Signs of atelectasis -- general 

Right Middle Lobe Atelectasis

 

  • Right middle lobe is more prone to atelectasis because its bronchus has a narrow diameter, acute angle of take-off and a relatively long course
  • Causes of right middle lobe atelectasis include
    • Asthma
    • Cystic fibrosis
    • Bronchopulmonary dysplasia
    • Foreign body aspiration in the airway
    • Tumors
      • Primary endobronchial (i.e. bronchogenic carcinoma)
      • Extrinsic compression from adenopathy
    • Granulation tissue, as in TB
    • Bronchopneumonia
  • Imaging findings
    • Right middle lobe atelectasis is usually easier to recognize on the lateral view than the frontal view, where it may produce very subtle findings
    • Silhouetting of the right heart border on the frontal view by the adjacent un-aerated medial segment of the middle lobe
      • If the atelectatic middle lobe swings upward and anteriorly, it may produce a wedge-shaped density on the frontal view with its base at the heart
    • Depression of the minor fissure and elevation of the major fissure, especially well seen on the lateral view
      • On the lateral view, the atelectatic lobe forms a triangular density with its apex at the hilum and its base more peripheral in the lung
      • If there is a nodular density seen at the apex of the triangle on the lateral view, suspect a mass in the hilum producing the atelectasis
    • Elevation of the right hemidiaphragm may occur
  • Treatment
    • Chest physical therapy
    • Bronchoscopy 

Right Middle Lobe Syndrome 

  • Frequently occurs in children, with asthma a relatively common etiology
  • Mainly based on chronic or recurrent right middle lobe atelectasis, rather than acute etiology
  • Some authors believe the loss of volume is a primary inflammatory condition of the middle lobe aided by its isolation from the upper and lower lobe rather than caused by obstruction

 

Right Middle Lobe Atelectasis.

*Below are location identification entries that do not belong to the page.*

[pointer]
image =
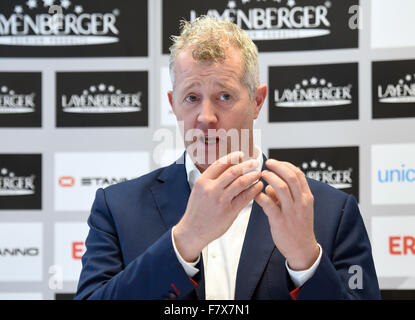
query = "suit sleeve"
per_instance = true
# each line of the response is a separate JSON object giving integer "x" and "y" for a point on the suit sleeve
{"x": 155, "y": 274}
{"x": 349, "y": 272}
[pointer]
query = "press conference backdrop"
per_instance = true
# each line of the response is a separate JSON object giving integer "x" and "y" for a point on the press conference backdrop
{"x": 85, "y": 106}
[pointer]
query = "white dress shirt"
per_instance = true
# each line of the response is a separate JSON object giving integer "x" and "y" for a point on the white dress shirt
{"x": 221, "y": 256}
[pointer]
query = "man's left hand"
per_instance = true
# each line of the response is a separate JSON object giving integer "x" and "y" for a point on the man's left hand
{"x": 289, "y": 205}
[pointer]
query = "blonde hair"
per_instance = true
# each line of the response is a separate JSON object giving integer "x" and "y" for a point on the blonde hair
{"x": 210, "y": 37}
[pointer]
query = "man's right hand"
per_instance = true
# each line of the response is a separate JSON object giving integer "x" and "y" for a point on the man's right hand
{"x": 217, "y": 197}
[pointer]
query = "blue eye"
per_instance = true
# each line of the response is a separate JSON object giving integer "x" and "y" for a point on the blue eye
{"x": 191, "y": 98}
{"x": 225, "y": 97}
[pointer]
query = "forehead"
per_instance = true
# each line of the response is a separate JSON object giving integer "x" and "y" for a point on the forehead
{"x": 188, "y": 70}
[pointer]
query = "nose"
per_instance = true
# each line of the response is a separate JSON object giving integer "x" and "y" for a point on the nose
{"x": 207, "y": 114}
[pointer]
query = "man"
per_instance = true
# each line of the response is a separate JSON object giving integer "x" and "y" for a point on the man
{"x": 229, "y": 226}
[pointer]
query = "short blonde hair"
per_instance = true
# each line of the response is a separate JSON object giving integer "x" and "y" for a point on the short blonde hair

Frontal radiograph of the chest (left) demonstrates indistinctness of the right heart border (white arrow) and slight elevation of the right hemidiaphragm from volume loss. The lateral view of the chest (right) shows downward displacement of the minor fissure (red arrow) and slight upward bowing of the major fissure (black arrow), both bordering the increased triangular density of the atelectatic middle lobe.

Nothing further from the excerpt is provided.